A different amount of water was added three times to a solution of salt with a mass of 500 g, as a result
A different amount of water was added three times to a solution of salt with a mass of 500 g, as a result of which the salt concentration was compressed 2 times each time and, as a result, became equal to 4 percent.

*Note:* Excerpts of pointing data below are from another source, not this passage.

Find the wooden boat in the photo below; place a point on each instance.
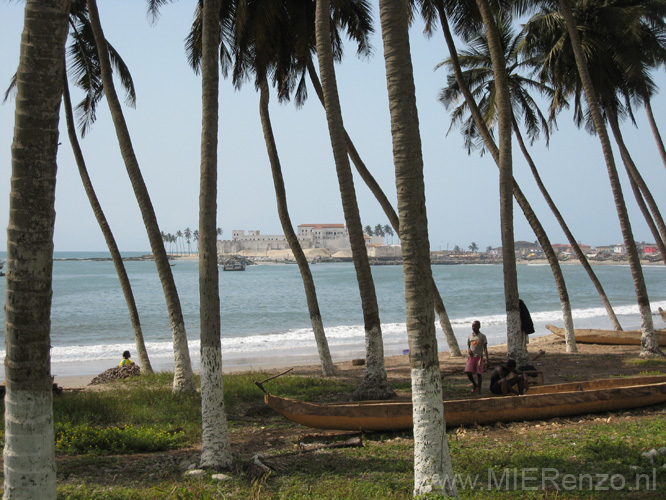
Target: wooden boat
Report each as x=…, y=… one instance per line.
x=541, y=402
x=614, y=337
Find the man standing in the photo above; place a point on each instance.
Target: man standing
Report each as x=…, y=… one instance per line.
x=477, y=347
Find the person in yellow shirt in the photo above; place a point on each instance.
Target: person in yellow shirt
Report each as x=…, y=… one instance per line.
x=126, y=361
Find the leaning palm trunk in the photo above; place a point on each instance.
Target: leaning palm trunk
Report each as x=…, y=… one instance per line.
x=565, y=228
x=433, y=471
x=374, y=187
x=653, y=215
x=183, y=380
x=375, y=384
x=655, y=131
x=215, y=444
x=517, y=351
x=29, y=452
x=514, y=334
x=117, y=259
x=649, y=344
x=327, y=367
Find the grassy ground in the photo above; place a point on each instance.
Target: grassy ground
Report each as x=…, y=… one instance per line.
x=587, y=457
x=135, y=440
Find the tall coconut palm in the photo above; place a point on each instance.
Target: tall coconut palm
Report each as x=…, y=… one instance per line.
x=649, y=344
x=117, y=259
x=384, y=202
x=29, y=451
x=183, y=376
x=505, y=163
x=215, y=445
x=84, y=65
x=433, y=472
x=265, y=45
x=375, y=383
x=621, y=43
x=476, y=71
x=468, y=24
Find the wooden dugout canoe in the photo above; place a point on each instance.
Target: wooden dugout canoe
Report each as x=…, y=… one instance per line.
x=613, y=337
x=541, y=402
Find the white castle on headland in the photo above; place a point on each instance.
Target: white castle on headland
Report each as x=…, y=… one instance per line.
x=331, y=237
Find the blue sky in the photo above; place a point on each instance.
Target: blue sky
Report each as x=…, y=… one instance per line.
x=461, y=190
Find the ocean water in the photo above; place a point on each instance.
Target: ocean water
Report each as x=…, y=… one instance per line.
x=265, y=318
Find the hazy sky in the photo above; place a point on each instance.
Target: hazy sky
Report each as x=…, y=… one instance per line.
x=462, y=191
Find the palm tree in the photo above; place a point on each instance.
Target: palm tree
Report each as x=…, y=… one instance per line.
x=188, y=238
x=29, y=451
x=514, y=336
x=375, y=384
x=433, y=472
x=179, y=235
x=264, y=45
x=215, y=444
x=479, y=78
x=649, y=344
x=504, y=126
x=183, y=375
x=83, y=61
x=621, y=75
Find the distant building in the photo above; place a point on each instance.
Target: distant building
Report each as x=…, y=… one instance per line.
x=332, y=237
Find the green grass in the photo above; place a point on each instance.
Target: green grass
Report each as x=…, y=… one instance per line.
x=97, y=431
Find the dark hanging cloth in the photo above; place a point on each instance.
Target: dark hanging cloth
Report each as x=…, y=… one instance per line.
x=526, y=324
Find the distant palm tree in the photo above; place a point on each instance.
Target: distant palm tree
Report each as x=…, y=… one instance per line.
x=179, y=235
x=188, y=238
x=375, y=382
x=215, y=444
x=29, y=454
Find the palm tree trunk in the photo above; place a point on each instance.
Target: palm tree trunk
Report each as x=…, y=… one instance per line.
x=649, y=344
x=374, y=187
x=183, y=379
x=565, y=228
x=626, y=158
x=655, y=130
x=215, y=444
x=514, y=334
x=433, y=471
x=643, y=195
x=117, y=259
x=375, y=384
x=327, y=367
x=29, y=452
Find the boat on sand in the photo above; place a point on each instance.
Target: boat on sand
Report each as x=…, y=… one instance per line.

Find the mass of salt in grams
1. The mass of the salt solution: M = 500 g;
2. The last concentration of salt in the solution is equal to: Kc = 4%;
3. The salt solution was diluted N = 3 times;
4. The primary concentration of salt in the solution was: K = Kc * N ^ 2 = Rc * 8 = 4 * 8 = 32%;
5. The mass of salt in the primary solution was equal to:
Ms = (K / 100) * M = 32/100 * 500 = 160 g;
Мв1 = М – Мс = 500 – 160 = 340 g;
6. For the first dilution of the solution to Kc1 = 16%, X1 g of water was added to it:
MS = (Ks1 / 100) * K1;
K1 = (100 * Ms) / 16 = (100 * 160) / 16 = 1000 g;
X1 = K1 – Mc = 2000 – 160 = 840 g;
7: For the second dilution of the solution to Kc2 = 8%, X2 g of water was added to it:
MS = (Ks2 / 100) * K2;
K2 = (100 * Ms) / 8 = (100 * 160) / 8 = 2000 g;
X2 = K2 – Ms = 2000 – 160 = 1840 g;
8: For the third dilution of the solution to Kc3 = 4%, X3 g of water was added to it:
MS = (Kc3 / 100) * K3;
K3 = (100 * Ms) / 4 = (100 * 160) / 4 = 4000 g;
X3 = K3 – Ms = 4000 – 160 = 3840 g;
9. The concentration of the solution is equal to: Kc4 = (160/4000) * 100 = 4%.
Answer: the mass of salt in the solution was originally equal to 160 grams.